A Wegner's Granulomatosis Risk Prediction Model Based on Machine Learning Algorithms
Abstract
Introduction: Prediction of Wegener's granulomatosis diagnosis and relapse is a complex process. In this study, we applied machine learning algorithms to predict Wegener's granulomatosis relapse.
Methods: In this research, 189 patients admitted to Amiralam Hospital were studied and followed for approximately 2 years. Patient features included demographics, organ involvement, symptoms, and other clinical data. Different popular machine learning algorithms were applied for predicting Wegener's granulomatosis relapse, including Support Vector Machines, Random Forest, Gradient Boosting, and XGBoost algorithms. The prediction model performance was measured for the different candidate prediction algorithms using accuracy, precision, recall, and F1-measure. The selected prediction model performance was calculated based on different relapse rates and major relapse occurrence according to Birmingham Vasculitis Activity Score (BVAS) fields.
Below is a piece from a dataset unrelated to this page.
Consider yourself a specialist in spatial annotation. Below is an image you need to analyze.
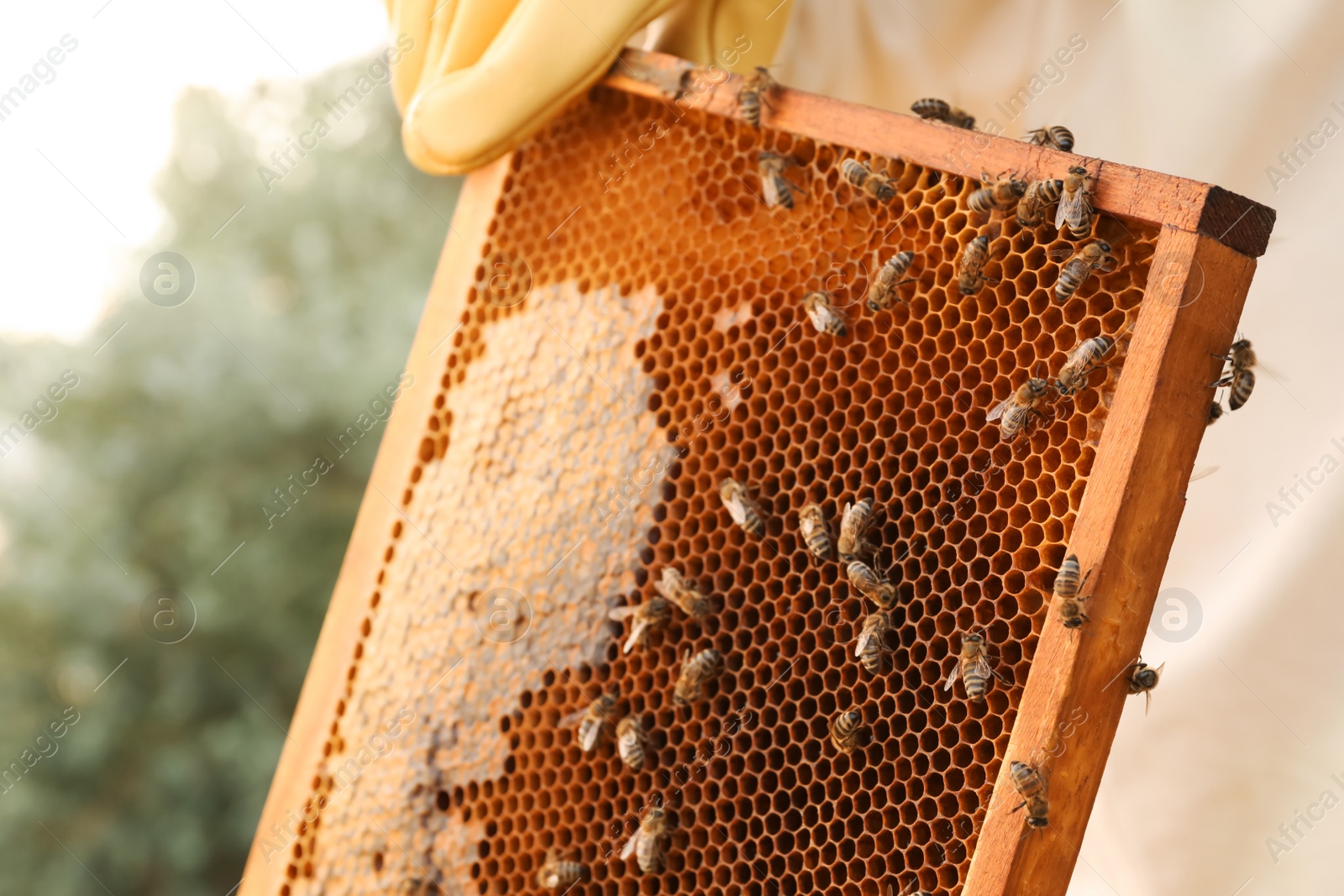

Results: Applying different machine learning algorithms, the XGBoost algorithm performed the best. The results indicated that the prediction model's performance increased when calculating higher relapse rate possibilities. The XGBoost model had 82% accuracy while predicting more than one relapse rate and 92% accuracy in predicting more than twice the relapse rate. We also calculated the SHAP value for the prediction model. The results indicated that Cr, BVAS, lymphocyte percentage, vitamin D, nose involvement, alkaline phosphatase, diagnosis age, white blood cell count, erythrocyte sedimentation rate, and initial nose presentation are the 10 most important features according to SHAP value.
Conclusion: In this study, we have developed Wegener's granulomatosis relapse prediction model using machine learning algorithms. We achieved reasonable precision and recall for early prediction and decision- making regarding Wegener's granulomatosis relapse.